Die beste Nachricht letzte Woche kam aus Washington: George W. Bush plant, den Mars zu erkunden und herauszufinden, ob es dort irgendwelche Lebensformen gibt – vermutlich um dann einzumarschieren.

Die beste Nachricht letzte Woche kam aus Washington: George W. Bush plant, den Mars zu erkunden und herauszufinden, ob es dort irgendwelche Lebensformen gibt – vermutlich um dann einzumarschieren. Dabei müsste Bush, wenn er auf der Suche nach einem Roten Planeten ist, nicht weiter als bis nach Berlin reisen.
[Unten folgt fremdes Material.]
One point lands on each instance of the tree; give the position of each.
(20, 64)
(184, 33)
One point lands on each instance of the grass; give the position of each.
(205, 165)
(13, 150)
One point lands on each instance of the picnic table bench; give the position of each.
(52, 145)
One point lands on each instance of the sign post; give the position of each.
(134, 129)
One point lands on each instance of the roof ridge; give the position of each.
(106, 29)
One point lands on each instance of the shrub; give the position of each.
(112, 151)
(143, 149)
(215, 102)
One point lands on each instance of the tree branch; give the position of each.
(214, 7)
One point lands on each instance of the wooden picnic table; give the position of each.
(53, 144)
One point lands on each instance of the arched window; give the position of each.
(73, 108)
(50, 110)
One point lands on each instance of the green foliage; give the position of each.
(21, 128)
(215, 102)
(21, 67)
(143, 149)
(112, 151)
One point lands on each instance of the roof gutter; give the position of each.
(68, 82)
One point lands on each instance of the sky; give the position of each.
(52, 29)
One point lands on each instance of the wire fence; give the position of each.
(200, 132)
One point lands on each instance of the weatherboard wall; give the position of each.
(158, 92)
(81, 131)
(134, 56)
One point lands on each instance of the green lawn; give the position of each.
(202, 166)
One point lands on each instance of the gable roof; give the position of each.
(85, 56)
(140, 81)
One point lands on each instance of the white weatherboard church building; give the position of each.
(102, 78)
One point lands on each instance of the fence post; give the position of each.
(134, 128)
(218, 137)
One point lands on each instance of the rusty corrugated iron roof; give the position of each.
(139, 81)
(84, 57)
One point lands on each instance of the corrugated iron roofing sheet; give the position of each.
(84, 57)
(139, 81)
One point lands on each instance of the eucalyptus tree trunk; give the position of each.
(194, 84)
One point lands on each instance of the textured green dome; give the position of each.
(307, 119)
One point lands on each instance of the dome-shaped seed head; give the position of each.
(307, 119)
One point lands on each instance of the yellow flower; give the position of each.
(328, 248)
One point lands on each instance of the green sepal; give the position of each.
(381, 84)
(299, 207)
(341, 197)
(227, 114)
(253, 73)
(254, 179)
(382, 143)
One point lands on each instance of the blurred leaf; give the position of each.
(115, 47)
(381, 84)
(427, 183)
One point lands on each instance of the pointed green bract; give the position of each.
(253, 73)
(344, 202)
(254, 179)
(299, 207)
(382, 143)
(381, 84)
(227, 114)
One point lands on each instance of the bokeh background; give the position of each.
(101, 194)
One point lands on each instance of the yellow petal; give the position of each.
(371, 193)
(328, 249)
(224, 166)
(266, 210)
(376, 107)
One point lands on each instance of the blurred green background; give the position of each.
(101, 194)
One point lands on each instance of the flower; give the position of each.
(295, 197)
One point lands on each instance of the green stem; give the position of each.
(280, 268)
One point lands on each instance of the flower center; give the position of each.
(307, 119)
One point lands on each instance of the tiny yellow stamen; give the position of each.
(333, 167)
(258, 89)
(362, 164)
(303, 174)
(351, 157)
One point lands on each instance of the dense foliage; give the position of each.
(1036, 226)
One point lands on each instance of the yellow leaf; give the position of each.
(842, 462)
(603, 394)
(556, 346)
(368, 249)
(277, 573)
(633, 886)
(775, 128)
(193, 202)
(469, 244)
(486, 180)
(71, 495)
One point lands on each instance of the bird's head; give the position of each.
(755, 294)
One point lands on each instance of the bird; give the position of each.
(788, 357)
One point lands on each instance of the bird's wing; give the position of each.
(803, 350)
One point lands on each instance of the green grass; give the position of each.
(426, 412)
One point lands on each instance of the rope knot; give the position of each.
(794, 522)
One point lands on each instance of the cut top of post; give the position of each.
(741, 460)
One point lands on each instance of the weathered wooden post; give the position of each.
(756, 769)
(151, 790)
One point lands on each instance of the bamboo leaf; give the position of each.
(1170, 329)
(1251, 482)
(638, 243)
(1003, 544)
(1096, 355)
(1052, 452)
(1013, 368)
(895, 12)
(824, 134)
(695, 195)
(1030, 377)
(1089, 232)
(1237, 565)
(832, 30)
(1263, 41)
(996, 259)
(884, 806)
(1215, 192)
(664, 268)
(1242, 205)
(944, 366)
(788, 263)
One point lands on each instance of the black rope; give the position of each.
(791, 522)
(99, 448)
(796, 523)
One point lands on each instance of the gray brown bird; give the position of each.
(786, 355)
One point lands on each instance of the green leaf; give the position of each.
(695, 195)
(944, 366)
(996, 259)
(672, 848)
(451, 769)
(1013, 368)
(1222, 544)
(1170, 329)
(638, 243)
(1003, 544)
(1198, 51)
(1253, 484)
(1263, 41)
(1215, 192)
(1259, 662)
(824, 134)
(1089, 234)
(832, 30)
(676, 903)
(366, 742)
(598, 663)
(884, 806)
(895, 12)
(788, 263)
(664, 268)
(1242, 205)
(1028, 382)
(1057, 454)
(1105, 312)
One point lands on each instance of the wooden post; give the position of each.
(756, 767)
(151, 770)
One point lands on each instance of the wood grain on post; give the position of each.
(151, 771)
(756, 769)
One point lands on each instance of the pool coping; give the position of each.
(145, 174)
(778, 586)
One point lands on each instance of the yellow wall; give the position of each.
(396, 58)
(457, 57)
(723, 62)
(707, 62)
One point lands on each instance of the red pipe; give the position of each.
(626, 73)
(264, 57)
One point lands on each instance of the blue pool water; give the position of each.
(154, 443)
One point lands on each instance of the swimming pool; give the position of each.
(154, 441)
Viel roter als der Rosa- und Karl-Gedenkmarsch in Friedrichsfelde geht kaum. Sie wissen schon: Egon, der letzte politische Gefangene, mit Nelken; Flierl, Modrow, Wagenknecht. Die ganze Bagage. Wie üblich ging es mehr darum, die tote DDR zu feiern als die tote Rosa Luxemburg. Ich kann mir vorstellen, was Rosa von der DDR gehalten hätte. Ich wette, der Krenz mit seinen harten, toten Augen hätte sie ins Gefängnis gesteckt – und sie hätte die PDS gehasst.

Jedes Mal, wenn die europäische Linke für einen Demonstrationsmarsch oder einen Jahrestag zusammentrifft wird schnell deutlich, dass sie so relevant geworden ist wie Daniel Küblböck. Im vergangenen Jahr war es leichter: Die Linke war gegen den Krieg. Heute ist die Linke gegen was? Reform? Neoliberalismus? In Berlin präsentiert sich die totale Konfusion und Inkompetenz der Linken. Berlin ist pleite; die PDS regiert. Ist es „neoliberal“ pleite zu sein? Natürlich nicht. Die PDS hat nichts zu melden in Berlin. Ihre Zukunft, wenn sie überhaupt eine hat, liegt in der Opposition, aber paradoxerweise gibt es im Moment nichts mehr gegen das man sein kann. Konkurs reduziert Optionen.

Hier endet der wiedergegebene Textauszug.